4A). The increase of HSPC-related markers is more prominent at 4 weeks of age than at 1 year. Histologically, A6-positive cells appear as early as 3-4 weeks of age in parenchyma and the hyperplastic ductal region of albNScko livers, whereas no A6+ signals are detected in NSflx/flx livers (Fig. 4B). The majority of A6+ cells also coexpress the CK19 antigen on serial sections of 4 um in thickness (Fig. 4C). To determine the role of NS in liver regeneration, Cabozantinib datasheet we analyzed responses of albNScko and NSflx/flx livers to CCl4 treatment at 2 weeks of age when Cre expression and DNA damage were
maximal and histological changes and serum measurement of hepatocellular injury were mild in albNScko livers. Liver samples were collected in pairs from CCl4- and oil-treated mice at the first, second, or fourth day of the injection. NSflx/flx livers show acute pericentral necrosis with infiltrating leukocytes during the first 2 days after injection
(Fig. 5A1, white arrows). Without CCl4 exposure, albNScko livers contained regenerative nodules and nonregenerative regions (Fig. 5A2, perinodule). In response to CCl4 treatment, albNScko livers began to show not only the same acute pericentral necrosis and leukocyte infiltration as observed in NSflx/flx livers, but also severe hydropic degeneration (black arrows) in the perinodular areas (Fig. 5A3). Notably, the regenerative nodules were relatively resistant AZD6738 to the acute necrotic effect of CCl4 treatment (Fig. 5A4), which is consistent with their lower expression of the key enzyme, CYP2E1, that metabolizes CCl4 and forms free radicals (Supporting Fig. 4A). Mice recovered from CCl4-triggered pericentral necrosis after 4 days (Supporting Fig. 4B).
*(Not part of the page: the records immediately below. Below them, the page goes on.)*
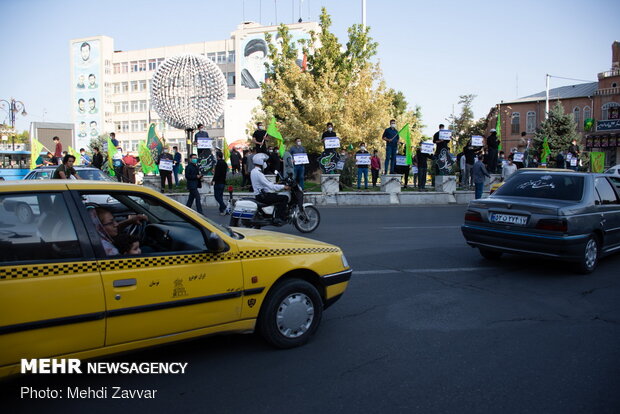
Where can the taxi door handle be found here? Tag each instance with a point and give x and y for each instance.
(124, 282)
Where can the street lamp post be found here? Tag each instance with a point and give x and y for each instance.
(13, 106)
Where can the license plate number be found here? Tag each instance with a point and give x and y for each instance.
(508, 219)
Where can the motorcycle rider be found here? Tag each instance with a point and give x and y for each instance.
(265, 190)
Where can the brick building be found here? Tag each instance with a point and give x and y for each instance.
(598, 100)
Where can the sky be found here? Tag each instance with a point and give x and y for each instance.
(432, 51)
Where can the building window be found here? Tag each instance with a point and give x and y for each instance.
(516, 120)
(610, 110)
(577, 117)
(531, 122)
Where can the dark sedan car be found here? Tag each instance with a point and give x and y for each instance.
(570, 216)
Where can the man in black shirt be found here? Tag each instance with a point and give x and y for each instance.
(259, 138)
(219, 181)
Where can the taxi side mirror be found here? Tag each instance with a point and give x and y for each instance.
(215, 244)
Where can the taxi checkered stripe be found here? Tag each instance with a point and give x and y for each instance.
(24, 272)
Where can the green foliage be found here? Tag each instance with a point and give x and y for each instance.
(340, 85)
(559, 128)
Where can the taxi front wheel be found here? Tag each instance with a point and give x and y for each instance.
(290, 314)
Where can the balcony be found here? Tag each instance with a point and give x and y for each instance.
(609, 74)
(607, 91)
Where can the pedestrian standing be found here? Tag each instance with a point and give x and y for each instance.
(97, 158)
(219, 181)
(165, 169)
(479, 172)
(390, 136)
(362, 169)
(259, 139)
(176, 157)
(57, 150)
(422, 158)
(193, 177)
(375, 167)
(298, 169)
(492, 147)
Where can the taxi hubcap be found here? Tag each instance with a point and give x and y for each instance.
(591, 252)
(295, 315)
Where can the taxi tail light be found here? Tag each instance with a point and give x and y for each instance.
(473, 216)
(560, 225)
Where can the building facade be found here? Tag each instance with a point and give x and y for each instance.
(111, 88)
(596, 100)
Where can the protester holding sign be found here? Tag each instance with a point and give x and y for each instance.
(363, 160)
(300, 159)
(165, 163)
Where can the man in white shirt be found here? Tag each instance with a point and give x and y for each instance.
(265, 190)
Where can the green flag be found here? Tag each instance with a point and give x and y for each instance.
(146, 159)
(405, 133)
(111, 153)
(35, 152)
(153, 143)
(498, 130)
(545, 152)
(597, 161)
(272, 131)
(76, 154)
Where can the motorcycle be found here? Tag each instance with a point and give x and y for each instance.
(248, 212)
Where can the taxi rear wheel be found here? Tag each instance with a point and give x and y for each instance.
(291, 314)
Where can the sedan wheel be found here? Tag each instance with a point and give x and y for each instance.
(290, 314)
(590, 256)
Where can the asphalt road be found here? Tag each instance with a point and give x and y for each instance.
(425, 326)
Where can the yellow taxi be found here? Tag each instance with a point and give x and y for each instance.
(94, 268)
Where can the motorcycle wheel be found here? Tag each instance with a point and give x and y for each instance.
(308, 219)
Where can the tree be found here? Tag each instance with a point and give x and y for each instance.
(560, 129)
(339, 85)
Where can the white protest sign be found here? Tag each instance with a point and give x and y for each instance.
(205, 143)
(427, 148)
(445, 134)
(332, 142)
(165, 165)
(300, 158)
(362, 159)
(401, 160)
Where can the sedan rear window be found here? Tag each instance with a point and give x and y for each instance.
(544, 185)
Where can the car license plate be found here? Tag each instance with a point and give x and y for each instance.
(508, 219)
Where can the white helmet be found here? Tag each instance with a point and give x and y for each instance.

Unlike NSflx/flx livers, which show no increase of CK19+ cells after CCl4-induced damage, albNScko
livers displayed a significant increase of CK19+ bile ductules and small CK19+ progenitor-like cells located in the periportal region in response to CCl4 treatment (Fig. 5B and Supporting Fig. 4C). Immunostaining on serial sections showed that the numbers of A6- and CK19 double-positive progenitor cells were increased by CCl4 treatment in albNScko ifoxetine livers (Fig. 5C). Consistently, the number of Sox9 and CK19 double-positive cells was also increased in CCl4-treated albNScko livers (Supporting Fig. 4D). Supporting the idea that HSPCs may be expanded in CCl4-treated albNScko livers, qRT-PCR assays demonstrated that the messenger RNA levels of two HSPC-related markers, EpCAM and AFP, were both up-regulated in albNScko livers after CCl4 treatment (Fig. 5D). The increase of EpCAM occurred within 1 day, peaked on the second day, and dropped after 4 days, whereas the increase of AFP was found primarily on the second day of the injection.